Posted on Apr 24 2014 - 10:38am by Today News
Humberto de la Calle (front) and Jorge Enrique Mora

A senior retired army general and member of the Colombian government’s peace negotiation team reiterated their support for talks with rebel group FARC on Thursday, claiming the existence of false rumors to undermine military support for peace.

Rumors

Humberto de la Calle, the government’s chief negotiator at ongoing peace talks, and former General Mora, said Wednesday that there had been no talk of reducing the armed forces, nor of demilitarizing peasant reserve areas.

De la Calle and Mora confirmed a statement made by President Juan Manuel Santos in which he revealed that rumors have been circulating that members of the military are being told that the salary will be reduced to a minimum and that police pensions will be taken away and given to demobilized FARC guerrillas.

De la Calle said these rumors were false and were part of somebody’s electoral agenda.

“We are in the midst of a political campaign and it is my duty to warn Colombians about fake versions circulating in the media about what is being discussed in Havana,” he said in a statement from the Presidential Palace in Bogota.

Colombia Reports could not confirm the existence of the alleged rumors.

The government has been negotiating a peace deal with the FARC since November 2012 and the two parties are currently negotiating the third of six points concerning illicit drugs. The first two points involving land issues and political participation have already been agreed upon.

Creating a climate of negative opinion

On Wednesday the government delegation is flying back to Havana, Cuba to resume the latest round of the peace talks.
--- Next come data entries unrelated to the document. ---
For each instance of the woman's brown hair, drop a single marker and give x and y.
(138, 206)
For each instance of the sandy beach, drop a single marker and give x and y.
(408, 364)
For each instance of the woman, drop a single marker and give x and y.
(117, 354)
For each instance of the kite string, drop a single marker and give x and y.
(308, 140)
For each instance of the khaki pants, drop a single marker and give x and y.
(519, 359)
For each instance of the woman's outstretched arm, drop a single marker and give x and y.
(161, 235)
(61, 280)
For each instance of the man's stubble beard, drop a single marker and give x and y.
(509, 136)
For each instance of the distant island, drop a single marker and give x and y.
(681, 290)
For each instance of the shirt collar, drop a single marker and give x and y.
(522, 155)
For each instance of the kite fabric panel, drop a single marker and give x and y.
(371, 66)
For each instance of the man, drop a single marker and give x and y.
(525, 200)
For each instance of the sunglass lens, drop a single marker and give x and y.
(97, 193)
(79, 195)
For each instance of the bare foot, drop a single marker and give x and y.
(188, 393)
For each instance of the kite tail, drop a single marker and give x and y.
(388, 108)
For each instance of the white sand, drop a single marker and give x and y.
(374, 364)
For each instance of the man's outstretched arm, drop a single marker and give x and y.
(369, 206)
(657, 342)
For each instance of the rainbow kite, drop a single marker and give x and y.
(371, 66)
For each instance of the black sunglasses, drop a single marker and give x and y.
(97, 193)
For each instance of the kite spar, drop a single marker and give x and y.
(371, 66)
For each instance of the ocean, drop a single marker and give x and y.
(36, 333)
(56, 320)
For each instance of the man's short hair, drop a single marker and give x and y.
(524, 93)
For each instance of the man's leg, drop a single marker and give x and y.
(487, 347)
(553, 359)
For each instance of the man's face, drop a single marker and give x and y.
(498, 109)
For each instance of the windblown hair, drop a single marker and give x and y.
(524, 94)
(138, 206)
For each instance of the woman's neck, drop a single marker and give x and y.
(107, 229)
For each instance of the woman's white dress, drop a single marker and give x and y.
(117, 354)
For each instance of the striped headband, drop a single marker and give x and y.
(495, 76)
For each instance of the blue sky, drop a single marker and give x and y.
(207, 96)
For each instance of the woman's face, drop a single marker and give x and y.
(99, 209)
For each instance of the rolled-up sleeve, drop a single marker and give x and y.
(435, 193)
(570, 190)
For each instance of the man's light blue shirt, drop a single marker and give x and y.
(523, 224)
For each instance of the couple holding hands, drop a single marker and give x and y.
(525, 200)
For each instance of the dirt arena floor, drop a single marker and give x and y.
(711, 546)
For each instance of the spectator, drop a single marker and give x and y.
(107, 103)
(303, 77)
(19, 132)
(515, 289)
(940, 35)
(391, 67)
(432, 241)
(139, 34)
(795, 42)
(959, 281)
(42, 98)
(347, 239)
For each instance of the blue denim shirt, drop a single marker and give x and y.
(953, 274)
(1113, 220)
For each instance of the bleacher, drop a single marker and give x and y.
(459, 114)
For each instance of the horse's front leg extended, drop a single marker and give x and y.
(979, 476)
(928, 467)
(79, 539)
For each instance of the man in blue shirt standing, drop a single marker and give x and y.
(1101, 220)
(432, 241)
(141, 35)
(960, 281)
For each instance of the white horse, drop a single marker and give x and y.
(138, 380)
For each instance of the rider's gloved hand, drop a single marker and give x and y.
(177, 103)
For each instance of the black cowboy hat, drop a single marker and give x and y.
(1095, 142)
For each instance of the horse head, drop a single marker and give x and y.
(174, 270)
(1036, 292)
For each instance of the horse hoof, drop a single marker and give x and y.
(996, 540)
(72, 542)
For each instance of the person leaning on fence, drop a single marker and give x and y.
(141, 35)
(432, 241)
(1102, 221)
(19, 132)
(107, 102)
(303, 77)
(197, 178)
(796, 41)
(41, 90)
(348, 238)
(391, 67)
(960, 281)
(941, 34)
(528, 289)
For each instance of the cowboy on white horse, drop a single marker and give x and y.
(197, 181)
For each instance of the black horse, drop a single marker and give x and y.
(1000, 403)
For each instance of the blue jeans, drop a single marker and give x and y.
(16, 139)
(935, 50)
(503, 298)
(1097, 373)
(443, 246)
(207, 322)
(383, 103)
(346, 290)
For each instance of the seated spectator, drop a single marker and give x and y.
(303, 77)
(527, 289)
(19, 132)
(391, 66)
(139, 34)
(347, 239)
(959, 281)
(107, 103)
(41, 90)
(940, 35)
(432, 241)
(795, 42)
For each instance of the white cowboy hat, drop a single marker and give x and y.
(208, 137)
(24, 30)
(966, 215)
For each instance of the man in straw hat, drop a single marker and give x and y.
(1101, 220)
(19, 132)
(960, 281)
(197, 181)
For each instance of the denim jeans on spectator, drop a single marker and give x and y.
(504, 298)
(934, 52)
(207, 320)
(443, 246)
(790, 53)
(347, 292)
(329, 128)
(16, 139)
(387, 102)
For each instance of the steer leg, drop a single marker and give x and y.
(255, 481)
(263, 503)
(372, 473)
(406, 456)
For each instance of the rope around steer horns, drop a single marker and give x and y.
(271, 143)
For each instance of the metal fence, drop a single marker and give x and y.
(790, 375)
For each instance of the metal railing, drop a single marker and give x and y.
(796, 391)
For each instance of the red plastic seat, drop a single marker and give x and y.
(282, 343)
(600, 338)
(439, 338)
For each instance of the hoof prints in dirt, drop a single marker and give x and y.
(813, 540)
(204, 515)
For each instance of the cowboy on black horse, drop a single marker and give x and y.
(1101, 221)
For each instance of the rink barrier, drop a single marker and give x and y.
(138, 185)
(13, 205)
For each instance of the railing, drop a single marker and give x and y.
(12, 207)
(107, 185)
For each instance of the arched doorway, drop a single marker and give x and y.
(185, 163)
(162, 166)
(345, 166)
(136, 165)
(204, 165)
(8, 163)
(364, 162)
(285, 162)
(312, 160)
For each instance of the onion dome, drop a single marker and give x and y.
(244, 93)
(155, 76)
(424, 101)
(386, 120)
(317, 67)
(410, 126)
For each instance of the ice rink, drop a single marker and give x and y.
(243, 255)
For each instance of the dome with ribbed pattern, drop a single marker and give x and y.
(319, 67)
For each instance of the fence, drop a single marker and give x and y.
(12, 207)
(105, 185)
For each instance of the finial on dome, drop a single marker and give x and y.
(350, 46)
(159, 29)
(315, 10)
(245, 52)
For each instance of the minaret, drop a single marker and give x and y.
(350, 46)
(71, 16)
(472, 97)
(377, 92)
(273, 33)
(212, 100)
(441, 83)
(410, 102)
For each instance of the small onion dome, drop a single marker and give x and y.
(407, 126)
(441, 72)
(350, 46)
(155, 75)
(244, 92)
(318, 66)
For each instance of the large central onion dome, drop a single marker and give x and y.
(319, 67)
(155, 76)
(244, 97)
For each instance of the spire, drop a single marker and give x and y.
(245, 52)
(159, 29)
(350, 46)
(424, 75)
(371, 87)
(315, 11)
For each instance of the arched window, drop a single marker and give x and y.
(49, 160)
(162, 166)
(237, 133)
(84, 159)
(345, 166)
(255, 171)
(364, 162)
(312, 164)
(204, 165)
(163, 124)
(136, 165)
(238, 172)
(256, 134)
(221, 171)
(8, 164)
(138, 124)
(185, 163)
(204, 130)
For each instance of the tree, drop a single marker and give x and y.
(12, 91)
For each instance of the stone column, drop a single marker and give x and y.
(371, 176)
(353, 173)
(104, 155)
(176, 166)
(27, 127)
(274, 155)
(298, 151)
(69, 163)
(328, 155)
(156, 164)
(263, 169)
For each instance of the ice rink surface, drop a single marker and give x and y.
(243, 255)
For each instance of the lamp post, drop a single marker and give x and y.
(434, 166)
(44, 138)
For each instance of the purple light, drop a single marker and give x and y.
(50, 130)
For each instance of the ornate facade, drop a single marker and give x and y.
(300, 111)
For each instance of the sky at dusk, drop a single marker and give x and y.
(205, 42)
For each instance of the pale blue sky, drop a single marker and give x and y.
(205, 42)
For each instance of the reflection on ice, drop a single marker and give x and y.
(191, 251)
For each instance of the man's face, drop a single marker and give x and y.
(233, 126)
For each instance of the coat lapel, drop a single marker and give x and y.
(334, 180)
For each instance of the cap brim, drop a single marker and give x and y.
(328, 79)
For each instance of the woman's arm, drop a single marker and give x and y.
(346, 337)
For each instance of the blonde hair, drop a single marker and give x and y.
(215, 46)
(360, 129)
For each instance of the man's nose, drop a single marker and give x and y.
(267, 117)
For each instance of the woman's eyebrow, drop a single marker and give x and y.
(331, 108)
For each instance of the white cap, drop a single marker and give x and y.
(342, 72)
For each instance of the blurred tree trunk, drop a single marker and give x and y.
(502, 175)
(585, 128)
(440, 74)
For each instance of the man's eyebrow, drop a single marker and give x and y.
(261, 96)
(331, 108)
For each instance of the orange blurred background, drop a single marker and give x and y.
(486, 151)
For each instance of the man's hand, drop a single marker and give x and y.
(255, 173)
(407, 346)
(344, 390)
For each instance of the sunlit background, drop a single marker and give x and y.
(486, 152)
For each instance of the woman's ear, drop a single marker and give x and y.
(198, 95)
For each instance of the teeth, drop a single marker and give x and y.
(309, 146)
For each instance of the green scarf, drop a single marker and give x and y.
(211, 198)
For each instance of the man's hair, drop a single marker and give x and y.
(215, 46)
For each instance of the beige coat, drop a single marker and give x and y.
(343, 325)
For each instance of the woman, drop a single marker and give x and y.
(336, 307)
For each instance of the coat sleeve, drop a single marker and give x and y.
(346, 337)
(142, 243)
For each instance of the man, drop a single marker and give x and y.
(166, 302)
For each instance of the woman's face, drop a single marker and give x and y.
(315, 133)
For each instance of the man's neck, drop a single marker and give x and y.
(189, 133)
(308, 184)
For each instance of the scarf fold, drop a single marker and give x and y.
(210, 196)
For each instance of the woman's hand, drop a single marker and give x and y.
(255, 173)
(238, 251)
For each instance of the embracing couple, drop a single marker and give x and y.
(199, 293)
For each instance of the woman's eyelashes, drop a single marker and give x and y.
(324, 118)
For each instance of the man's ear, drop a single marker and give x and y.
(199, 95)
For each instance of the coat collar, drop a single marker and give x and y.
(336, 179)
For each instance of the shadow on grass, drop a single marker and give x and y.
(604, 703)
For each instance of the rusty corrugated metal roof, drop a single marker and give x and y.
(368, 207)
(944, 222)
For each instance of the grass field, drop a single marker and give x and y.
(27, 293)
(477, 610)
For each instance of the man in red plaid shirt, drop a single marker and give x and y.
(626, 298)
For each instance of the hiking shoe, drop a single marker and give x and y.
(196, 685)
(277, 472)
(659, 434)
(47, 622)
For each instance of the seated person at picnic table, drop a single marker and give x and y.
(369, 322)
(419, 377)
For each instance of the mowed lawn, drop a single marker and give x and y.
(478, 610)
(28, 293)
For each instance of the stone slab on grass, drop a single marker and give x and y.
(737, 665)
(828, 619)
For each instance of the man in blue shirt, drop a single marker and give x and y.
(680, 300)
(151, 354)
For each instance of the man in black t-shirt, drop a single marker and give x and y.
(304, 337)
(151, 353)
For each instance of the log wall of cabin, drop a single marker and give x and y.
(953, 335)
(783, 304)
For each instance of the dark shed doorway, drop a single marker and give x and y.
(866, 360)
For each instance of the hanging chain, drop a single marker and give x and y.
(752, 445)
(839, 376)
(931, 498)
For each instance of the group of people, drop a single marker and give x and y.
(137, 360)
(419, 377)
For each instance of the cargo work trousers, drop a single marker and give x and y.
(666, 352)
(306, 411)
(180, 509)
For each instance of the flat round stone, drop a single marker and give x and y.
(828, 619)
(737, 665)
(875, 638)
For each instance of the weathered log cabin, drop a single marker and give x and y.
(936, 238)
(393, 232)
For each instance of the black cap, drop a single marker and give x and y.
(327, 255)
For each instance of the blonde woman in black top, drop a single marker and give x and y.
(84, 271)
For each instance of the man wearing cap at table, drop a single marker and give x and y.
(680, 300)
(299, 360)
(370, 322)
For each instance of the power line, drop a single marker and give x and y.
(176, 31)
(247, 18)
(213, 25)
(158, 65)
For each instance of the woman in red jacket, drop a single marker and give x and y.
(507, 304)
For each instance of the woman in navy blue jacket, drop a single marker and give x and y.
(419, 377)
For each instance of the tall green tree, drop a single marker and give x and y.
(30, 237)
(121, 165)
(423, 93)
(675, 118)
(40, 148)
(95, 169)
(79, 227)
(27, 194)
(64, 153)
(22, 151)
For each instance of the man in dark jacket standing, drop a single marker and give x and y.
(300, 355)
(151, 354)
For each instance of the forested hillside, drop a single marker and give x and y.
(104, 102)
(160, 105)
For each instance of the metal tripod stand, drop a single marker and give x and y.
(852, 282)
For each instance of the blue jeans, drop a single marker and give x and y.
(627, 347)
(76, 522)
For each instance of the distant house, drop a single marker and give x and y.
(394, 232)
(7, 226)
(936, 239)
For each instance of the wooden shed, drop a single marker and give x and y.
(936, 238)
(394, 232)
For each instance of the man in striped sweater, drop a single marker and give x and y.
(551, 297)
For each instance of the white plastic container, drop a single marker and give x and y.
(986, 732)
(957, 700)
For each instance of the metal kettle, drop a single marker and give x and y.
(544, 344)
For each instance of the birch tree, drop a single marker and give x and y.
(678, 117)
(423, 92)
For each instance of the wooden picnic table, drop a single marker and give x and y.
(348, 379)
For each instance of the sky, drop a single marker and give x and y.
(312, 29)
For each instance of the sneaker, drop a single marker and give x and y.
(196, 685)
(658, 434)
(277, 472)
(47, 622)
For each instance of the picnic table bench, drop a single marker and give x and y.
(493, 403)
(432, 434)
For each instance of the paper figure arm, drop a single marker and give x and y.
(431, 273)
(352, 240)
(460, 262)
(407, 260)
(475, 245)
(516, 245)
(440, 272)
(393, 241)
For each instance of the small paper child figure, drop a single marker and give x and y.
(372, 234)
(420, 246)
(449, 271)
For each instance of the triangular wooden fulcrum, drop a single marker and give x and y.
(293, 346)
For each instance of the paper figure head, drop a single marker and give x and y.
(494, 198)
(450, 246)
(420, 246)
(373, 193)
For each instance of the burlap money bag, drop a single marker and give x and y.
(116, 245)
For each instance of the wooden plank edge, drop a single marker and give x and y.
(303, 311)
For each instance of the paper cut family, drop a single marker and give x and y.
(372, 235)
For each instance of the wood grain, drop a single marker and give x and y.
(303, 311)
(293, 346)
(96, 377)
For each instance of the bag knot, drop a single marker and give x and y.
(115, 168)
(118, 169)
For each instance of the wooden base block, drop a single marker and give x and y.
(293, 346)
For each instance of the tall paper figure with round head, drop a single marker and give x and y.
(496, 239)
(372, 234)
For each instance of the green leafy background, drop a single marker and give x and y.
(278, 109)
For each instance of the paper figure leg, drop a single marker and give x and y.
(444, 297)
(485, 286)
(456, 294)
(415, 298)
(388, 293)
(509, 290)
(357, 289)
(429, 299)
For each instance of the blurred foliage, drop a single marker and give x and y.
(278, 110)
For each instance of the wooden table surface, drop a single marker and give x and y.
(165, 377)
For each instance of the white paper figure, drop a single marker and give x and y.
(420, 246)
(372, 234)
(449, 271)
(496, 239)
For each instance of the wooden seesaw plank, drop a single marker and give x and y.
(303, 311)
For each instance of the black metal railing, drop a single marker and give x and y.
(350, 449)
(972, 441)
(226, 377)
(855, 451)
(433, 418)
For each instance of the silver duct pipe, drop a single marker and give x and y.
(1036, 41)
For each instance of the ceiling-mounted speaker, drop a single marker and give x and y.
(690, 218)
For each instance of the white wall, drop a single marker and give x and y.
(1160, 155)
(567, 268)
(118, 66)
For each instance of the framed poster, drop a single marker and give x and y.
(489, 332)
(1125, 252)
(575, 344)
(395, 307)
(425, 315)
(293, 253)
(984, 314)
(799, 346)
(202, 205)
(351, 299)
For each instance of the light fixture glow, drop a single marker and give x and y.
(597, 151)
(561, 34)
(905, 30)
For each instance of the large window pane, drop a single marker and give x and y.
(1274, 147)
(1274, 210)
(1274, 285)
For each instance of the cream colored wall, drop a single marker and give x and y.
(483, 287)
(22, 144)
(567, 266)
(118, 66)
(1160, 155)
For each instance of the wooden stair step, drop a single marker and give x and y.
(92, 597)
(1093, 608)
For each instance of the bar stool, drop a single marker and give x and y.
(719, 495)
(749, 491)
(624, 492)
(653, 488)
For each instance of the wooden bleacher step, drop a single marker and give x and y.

De la Calle said that the rumors were intended to, “create a climate of negative opinion” about the peace process and “scare Colombians” about its implications for the future of the country.

“The accurate and complete wording of the agreement’s six points, without omitting a single word, will be known for all Colombians, who in the end must decide whether to accept these agreements.”

Alongside De la Calle at the conference was the retired army General Jorge Enrique Mora. Breaking protocol by speaking alongside De la Calle, who is usually the sole government spokesperson, Mora denied another alleged set of rumors which would suggest he is leaving the negotiating team.

Mora told members of the Armed Forces and Police they could “should stay safe and calm” and that these institutions have not been the subject of discussion at the talks in Cuba nor will “simply because they are not part of the agenda.”

It is the first time that General Mora has spoken at a press conference of the government negotiating team, and his words were directed to the army towards whom the alleged rumors have been specifically directed.

The last of the six issues involved in the peace talks concerns the implementation, verification and countersignature of the agreement. With regards to this, De la Calle said that, “the accurate and complete wording of the agreement’s six points, without omitting a single word, will be known for all Colombians, who in the end must decide whether to accept these agreements.”